We use this service on our website.

The service enables us to use external fonts. To do this, the required font is loaded by your web browser into the browser cache when accessing our website. This is necessary so that your browser can display a visually improved representation of our texts. If your browser does not support this function, a standard font from your computer will be used for display. The integration of these fonts takes place through a server call to a server of the provider. This transmits to the server which of our web pages you have visited.
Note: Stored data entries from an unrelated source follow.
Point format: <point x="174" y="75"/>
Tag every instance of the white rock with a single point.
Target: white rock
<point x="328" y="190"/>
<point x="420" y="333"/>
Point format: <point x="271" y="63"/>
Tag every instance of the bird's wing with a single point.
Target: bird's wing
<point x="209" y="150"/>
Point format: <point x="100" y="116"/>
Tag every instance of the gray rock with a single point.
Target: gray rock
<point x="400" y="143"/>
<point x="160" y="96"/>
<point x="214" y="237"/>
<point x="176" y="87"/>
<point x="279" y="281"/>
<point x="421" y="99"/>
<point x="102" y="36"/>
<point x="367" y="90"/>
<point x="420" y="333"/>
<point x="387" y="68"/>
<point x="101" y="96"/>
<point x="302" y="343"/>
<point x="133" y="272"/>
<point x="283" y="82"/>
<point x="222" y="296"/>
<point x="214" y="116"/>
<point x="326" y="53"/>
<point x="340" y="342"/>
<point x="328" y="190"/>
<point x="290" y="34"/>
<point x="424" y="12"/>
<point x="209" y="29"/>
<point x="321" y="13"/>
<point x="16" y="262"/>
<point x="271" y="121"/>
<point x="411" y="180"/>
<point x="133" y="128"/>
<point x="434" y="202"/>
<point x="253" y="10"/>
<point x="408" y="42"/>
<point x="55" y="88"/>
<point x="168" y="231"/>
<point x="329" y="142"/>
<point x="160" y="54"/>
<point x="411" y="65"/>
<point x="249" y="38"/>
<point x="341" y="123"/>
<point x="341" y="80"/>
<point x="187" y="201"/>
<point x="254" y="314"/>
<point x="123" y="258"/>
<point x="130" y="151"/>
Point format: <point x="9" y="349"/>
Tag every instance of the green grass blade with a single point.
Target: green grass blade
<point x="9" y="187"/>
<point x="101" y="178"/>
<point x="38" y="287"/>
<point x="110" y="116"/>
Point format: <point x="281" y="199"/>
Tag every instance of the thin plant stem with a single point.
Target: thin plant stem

The IP address of your end device's browser is also stored by the provider. We have no influence on the scope and further use of the data collected and processed by the provider through the use of the service.

We use the service for optimization purposes, in particular to improve the use of our website for you and to make its design more user-friendly.

The service transmits personal data to the USA. The EU Commission has decided that this country provides an adequate level of data protection (TADPF). The service has submitted to the TADPF.

The legal basis is Art. 6 para. 1 sentence 1 lit. a) GDPR (consent).

You can also prevent the storage of cookies generated by this service by making appropriate settings in your web browser. We point out that in this case you may not be able to use all functions of our website.

Provider: Adobe Systems Software Ireland Limited 4–6 Riverwalk Citywest Business Campus Dublin 24 Dublin Ireland Tel. +353 1 242-6700 Fax +353 1 242-6711 https://www.adobe.com/

XI. Bunny.net CDN

We use this service on our website.

The service enables us to deliver media content (videos, images) quickly and reliably via a Content Delivery Network (CDN). When accessing this content, technical data such as your IP address, the browser used, the operating system as well as the date and time of access are transmitted to the provider's servers. This data is required for the technical provision of the content.

We use the service for optimization purposes, in particular to improve the loading times of our website and to ensure an optimal user experience.

The provider processes data exclusively in data centers within the European Union and is GDPR compliant. A data processing agreement has been concluded with the provider.

The legal basis is Art. 6 para. 1 sentence 1 lit. f) GDPR (legitimate interest). Our legitimate interest lies in the optimization and economic operation of our website.

Provider: BunnyWay d.o.o. Cesta komandanta Staneta 4A 1215 Medvode Slovenia https://bunny.net https://bunny.net/privacy/

XVIII. Google Analytics

We use this service on our website.

We use the service to analyze the use of our website and to be able to continuously improve individual functions and offers as well as the user experience. Through statistical evaluation of user behavior, we can improve our offer and make it more interesting for you as a user. The data is deleted as soon as it is no longer required to achieve the purpose for which it was collected.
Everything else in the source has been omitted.